There is no factual basis for any critical evaluation of the book because the author carefully established its narrow purpose (p. 8). It is only as it connects to the broader themes of Yoruba and Nigeria's colonial history that questions may be explored regarding the applicability of concepts and the significance of characters and events. Read differently from the author's perspective, the Vaughan kins and associates were new settlers or ‘strangers’ in Ibadan. They separated or were excluded from indigenous cultural community – their natal family and Christian associations were their only meaningful Ibadan identity, and they may fit the mould of Ayandele's hybrids (Reference Ayandele1974). Vaughan's claim that ‘they were sustained by Yoruba customs, norms, and traditions’ (p. 78) appears to project the naturalisation of the Westernised, and it maybe unintentionally resurrects the debates over Yoruba culture set out in Peel's Ethnogenesis (Reference Peel, Tonkin, McDonald and Chapman1989). Did the Westernised adopt, adapt or create alajobi? The material needs of a newly settled and expanding family for kinship and bonding may be different from longstanding indigenous practices. Claiming that this was the Yoruba way does not aid our understanding of Yoruba dynamism, rather it appears to obfuscate it and may be authenticating an intellectual imposition.

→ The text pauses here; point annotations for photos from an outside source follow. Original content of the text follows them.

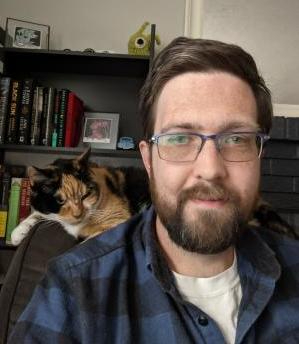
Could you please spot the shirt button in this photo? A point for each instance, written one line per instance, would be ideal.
(202, 320)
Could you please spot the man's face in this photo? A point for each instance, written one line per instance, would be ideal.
(203, 204)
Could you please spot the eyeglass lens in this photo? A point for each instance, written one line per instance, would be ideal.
(234, 147)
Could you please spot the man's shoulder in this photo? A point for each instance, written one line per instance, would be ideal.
(107, 246)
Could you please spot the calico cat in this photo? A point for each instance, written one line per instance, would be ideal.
(88, 199)
(85, 198)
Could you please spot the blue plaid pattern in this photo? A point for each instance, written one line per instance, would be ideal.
(117, 288)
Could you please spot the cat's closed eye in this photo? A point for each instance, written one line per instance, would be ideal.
(60, 201)
(46, 189)
(88, 193)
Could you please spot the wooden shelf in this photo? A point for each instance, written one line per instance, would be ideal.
(71, 151)
(18, 61)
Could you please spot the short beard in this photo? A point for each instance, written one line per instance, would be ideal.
(210, 231)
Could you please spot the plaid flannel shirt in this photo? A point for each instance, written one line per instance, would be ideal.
(117, 288)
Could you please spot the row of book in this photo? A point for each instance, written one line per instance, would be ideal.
(14, 198)
(31, 114)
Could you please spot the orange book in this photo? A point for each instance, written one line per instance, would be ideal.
(74, 119)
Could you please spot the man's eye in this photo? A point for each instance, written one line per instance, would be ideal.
(177, 140)
(235, 139)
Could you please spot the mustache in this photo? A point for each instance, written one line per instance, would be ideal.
(206, 193)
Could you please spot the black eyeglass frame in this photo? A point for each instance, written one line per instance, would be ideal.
(214, 137)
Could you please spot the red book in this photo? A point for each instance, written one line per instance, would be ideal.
(74, 119)
(24, 199)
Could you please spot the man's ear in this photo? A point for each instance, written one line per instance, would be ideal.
(144, 148)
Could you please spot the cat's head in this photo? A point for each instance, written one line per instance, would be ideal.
(65, 188)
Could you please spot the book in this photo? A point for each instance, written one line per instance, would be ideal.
(55, 119)
(74, 118)
(13, 111)
(5, 186)
(62, 117)
(24, 199)
(13, 207)
(25, 111)
(4, 99)
(48, 111)
(37, 109)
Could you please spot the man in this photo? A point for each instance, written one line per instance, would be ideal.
(187, 270)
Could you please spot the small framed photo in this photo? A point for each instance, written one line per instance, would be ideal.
(23, 34)
(101, 129)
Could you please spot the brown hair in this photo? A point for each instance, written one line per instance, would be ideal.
(188, 55)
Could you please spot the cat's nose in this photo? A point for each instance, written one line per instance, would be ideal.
(77, 211)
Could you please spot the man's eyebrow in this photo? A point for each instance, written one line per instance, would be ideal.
(222, 127)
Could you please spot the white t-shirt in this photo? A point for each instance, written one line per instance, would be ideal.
(218, 296)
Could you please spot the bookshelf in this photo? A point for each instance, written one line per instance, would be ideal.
(105, 82)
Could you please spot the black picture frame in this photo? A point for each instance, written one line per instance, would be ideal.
(26, 35)
(101, 129)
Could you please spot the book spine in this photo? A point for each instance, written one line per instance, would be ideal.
(5, 185)
(14, 104)
(44, 115)
(25, 111)
(78, 123)
(3, 223)
(13, 207)
(37, 110)
(6, 182)
(70, 120)
(4, 99)
(24, 199)
(48, 118)
(55, 119)
(62, 118)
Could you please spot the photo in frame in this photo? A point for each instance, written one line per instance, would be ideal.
(24, 34)
(101, 129)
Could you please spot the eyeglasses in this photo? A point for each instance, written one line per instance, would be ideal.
(233, 147)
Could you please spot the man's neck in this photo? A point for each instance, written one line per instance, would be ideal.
(190, 263)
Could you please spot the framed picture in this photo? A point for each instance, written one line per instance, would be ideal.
(101, 129)
(23, 34)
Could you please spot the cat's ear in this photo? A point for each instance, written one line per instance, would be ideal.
(36, 175)
(82, 160)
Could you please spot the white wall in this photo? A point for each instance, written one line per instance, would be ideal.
(269, 30)
(97, 24)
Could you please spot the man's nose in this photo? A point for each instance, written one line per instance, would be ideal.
(209, 164)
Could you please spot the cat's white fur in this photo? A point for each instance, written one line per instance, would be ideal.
(21, 231)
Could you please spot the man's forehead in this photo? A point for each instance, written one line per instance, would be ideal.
(221, 126)
(217, 101)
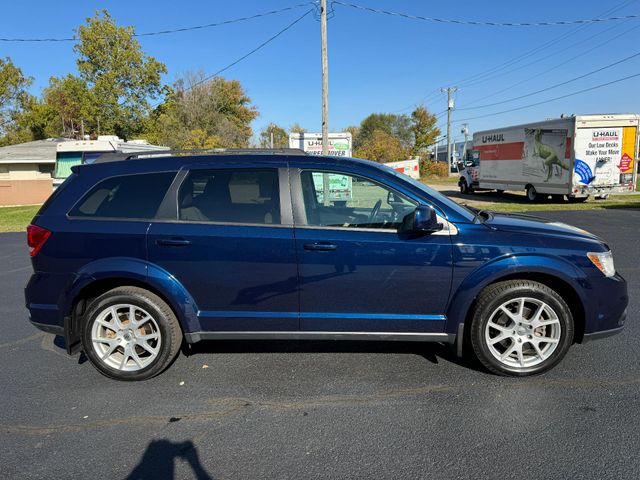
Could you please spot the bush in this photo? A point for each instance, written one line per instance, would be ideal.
(431, 168)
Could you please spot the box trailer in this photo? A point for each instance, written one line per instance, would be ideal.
(576, 156)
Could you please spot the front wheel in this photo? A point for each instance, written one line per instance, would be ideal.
(521, 328)
(532, 193)
(130, 334)
(464, 186)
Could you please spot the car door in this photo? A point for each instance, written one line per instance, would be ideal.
(357, 272)
(232, 248)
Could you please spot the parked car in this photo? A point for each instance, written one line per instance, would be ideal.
(133, 256)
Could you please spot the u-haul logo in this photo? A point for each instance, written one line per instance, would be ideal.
(493, 138)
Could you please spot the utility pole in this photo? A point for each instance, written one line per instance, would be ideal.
(465, 131)
(449, 91)
(325, 78)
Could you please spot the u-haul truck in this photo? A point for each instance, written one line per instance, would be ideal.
(575, 156)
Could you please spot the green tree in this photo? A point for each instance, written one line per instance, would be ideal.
(382, 147)
(397, 126)
(119, 77)
(425, 132)
(13, 92)
(218, 107)
(280, 137)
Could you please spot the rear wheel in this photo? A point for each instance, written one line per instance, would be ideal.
(130, 334)
(573, 199)
(520, 328)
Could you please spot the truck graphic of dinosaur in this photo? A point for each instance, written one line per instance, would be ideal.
(548, 155)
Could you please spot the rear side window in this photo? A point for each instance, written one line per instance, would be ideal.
(231, 196)
(125, 196)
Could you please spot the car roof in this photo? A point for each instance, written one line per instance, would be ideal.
(169, 160)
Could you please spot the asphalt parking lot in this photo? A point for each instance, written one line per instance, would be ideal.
(322, 410)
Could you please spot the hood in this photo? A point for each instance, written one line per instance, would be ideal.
(521, 223)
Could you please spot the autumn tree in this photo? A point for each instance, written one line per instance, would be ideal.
(13, 92)
(423, 127)
(280, 137)
(382, 147)
(396, 126)
(197, 107)
(296, 128)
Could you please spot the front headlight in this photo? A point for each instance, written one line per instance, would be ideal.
(604, 262)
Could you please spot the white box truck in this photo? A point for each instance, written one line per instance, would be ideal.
(576, 156)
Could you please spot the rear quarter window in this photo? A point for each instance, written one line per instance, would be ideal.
(125, 196)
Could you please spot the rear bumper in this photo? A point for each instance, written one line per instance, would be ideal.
(589, 337)
(45, 327)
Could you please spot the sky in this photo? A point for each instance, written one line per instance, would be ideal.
(377, 62)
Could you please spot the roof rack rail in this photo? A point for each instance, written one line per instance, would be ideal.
(117, 156)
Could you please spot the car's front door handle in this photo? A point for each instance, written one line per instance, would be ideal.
(320, 246)
(173, 242)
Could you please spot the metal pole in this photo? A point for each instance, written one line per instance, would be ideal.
(449, 91)
(325, 78)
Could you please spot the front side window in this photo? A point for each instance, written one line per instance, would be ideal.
(125, 196)
(341, 200)
(230, 196)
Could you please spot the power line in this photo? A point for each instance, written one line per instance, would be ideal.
(553, 86)
(485, 24)
(550, 100)
(491, 73)
(558, 65)
(248, 54)
(170, 31)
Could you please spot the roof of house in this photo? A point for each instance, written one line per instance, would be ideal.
(31, 152)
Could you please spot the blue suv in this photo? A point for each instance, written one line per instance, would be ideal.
(133, 256)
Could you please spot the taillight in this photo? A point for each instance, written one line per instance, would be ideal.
(36, 236)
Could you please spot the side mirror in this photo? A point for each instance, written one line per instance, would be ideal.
(422, 220)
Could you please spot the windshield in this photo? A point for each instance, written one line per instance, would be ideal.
(463, 211)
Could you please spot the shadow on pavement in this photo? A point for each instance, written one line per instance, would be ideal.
(430, 351)
(158, 461)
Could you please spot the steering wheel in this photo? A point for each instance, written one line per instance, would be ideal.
(375, 211)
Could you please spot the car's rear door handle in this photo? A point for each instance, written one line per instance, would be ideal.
(173, 242)
(320, 246)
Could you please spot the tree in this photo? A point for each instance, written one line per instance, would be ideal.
(425, 132)
(70, 102)
(296, 128)
(119, 77)
(355, 133)
(382, 147)
(220, 108)
(13, 92)
(397, 126)
(280, 137)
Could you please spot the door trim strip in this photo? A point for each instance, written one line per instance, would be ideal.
(193, 337)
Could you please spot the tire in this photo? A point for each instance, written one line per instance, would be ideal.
(572, 199)
(532, 193)
(510, 343)
(123, 353)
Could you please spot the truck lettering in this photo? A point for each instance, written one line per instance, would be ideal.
(495, 137)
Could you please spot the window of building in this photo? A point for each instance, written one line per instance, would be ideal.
(46, 168)
(231, 196)
(126, 196)
(341, 200)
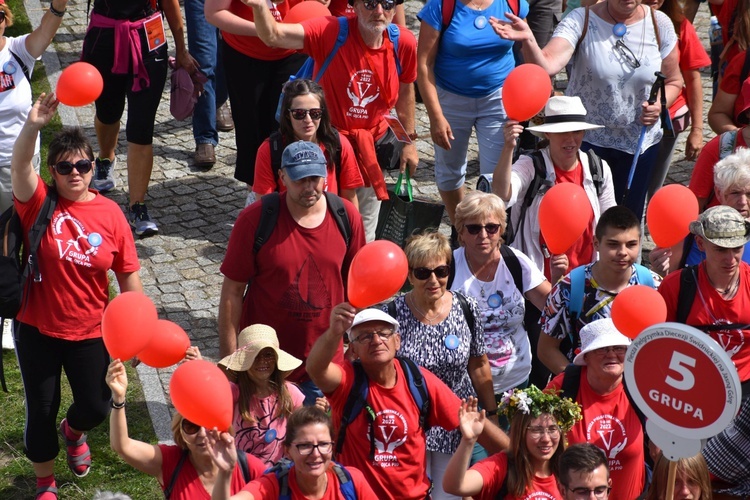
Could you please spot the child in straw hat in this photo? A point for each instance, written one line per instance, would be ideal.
(263, 399)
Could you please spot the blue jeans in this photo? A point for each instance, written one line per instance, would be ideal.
(204, 42)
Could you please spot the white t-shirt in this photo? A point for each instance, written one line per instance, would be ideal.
(611, 89)
(508, 348)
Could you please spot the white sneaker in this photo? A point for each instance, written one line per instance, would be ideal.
(8, 334)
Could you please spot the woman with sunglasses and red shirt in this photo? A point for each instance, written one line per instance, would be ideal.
(185, 470)
(59, 324)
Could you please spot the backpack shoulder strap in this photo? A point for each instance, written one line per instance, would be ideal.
(269, 215)
(571, 382)
(584, 30)
(686, 295)
(175, 473)
(514, 266)
(338, 211)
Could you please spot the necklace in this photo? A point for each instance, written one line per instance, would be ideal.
(428, 319)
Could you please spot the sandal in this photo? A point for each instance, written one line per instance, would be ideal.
(79, 464)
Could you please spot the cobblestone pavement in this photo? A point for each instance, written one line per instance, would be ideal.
(195, 208)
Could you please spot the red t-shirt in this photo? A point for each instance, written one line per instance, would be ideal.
(494, 470)
(351, 178)
(188, 485)
(717, 311)
(360, 89)
(611, 423)
(692, 56)
(297, 276)
(398, 470)
(253, 46)
(267, 486)
(702, 179)
(69, 301)
(582, 251)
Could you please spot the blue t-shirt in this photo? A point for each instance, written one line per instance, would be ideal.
(471, 61)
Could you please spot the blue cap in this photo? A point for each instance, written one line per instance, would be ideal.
(303, 159)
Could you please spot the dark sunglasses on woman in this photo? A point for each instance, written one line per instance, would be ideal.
(66, 168)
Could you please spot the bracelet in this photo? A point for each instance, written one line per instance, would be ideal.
(57, 13)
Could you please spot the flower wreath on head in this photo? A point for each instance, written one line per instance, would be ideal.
(535, 401)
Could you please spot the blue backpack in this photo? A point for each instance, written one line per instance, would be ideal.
(306, 71)
(281, 470)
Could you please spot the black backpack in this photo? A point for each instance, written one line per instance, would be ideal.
(541, 183)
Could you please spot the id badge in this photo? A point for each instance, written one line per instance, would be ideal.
(155, 35)
(398, 130)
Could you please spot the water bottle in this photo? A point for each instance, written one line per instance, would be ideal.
(714, 31)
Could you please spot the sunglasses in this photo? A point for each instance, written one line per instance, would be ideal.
(189, 428)
(300, 114)
(474, 229)
(373, 4)
(424, 273)
(65, 167)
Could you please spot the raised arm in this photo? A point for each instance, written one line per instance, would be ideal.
(142, 456)
(326, 374)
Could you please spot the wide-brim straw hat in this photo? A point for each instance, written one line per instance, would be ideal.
(251, 341)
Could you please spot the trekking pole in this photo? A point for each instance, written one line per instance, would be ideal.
(651, 100)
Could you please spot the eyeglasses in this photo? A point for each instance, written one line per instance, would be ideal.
(189, 428)
(538, 432)
(424, 273)
(65, 167)
(366, 338)
(373, 4)
(617, 349)
(300, 114)
(323, 448)
(627, 54)
(474, 229)
(599, 492)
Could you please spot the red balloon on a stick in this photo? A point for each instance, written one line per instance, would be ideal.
(79, 84)
(564, 213)
(636, 308)
(127, 324)
(377, 271)
(669, 214)
(167, 345)
(306, 10)
(201, 393)
(525, 91)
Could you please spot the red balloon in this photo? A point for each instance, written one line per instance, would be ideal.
(377, 271)
(564, 213)
(525, 91)
(636, 308)
(127, 324)
(79, 84)
(167, 345)
(669, 214)
(201, 393)
(306, 10)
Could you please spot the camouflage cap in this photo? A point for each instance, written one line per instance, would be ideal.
(723, 226)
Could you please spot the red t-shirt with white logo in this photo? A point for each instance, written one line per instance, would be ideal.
(398, 470)
(610, 423)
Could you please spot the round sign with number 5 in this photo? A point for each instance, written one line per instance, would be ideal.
(682, 380)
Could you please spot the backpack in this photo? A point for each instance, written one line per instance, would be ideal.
(281, 471)
(357, 400)
(276, 144)
(270, 204)
(307, 70)
(241, 460)
(577, 286)
(540, 183)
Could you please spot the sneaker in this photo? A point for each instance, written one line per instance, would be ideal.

Methodological issues with using personal letters as historical sources are glaring. Despite reporting the quotidian lives of historical actors, Letters remains slanted towards the perspectives of letter writers. Strive as he might, Olufemi Vaughan does not escape the subjectiveness of his involvement as a family member. If only the thoughts of Ariyibi may be recovered outside of the curtness of his letters, which may really be the expressions of thankless patriarchal burdens, duties and responsibilities. Then, he may not come across as insensitive and difficult.
Regardless, such is the richness and density of lived experiences in this book that it will tempt scholars to apply it on either side of our scholarly debates. Many will find validation of feminist power and influence from Maryam's matriarchy but be chagrined at the hierarchical subordination of the ‘lesser’ wives. Those who celebrate communal living will also confront the loss of agency and privacy depicted in these experiences. Yet even if Vaughan points attention to these issues, he makes no pretention about the limited nature of the texts, the inadequacy of letters as historical texts, or even of their connections to the broader social, economic and political environment of the Vaughan experience. This book will be discussed a lot.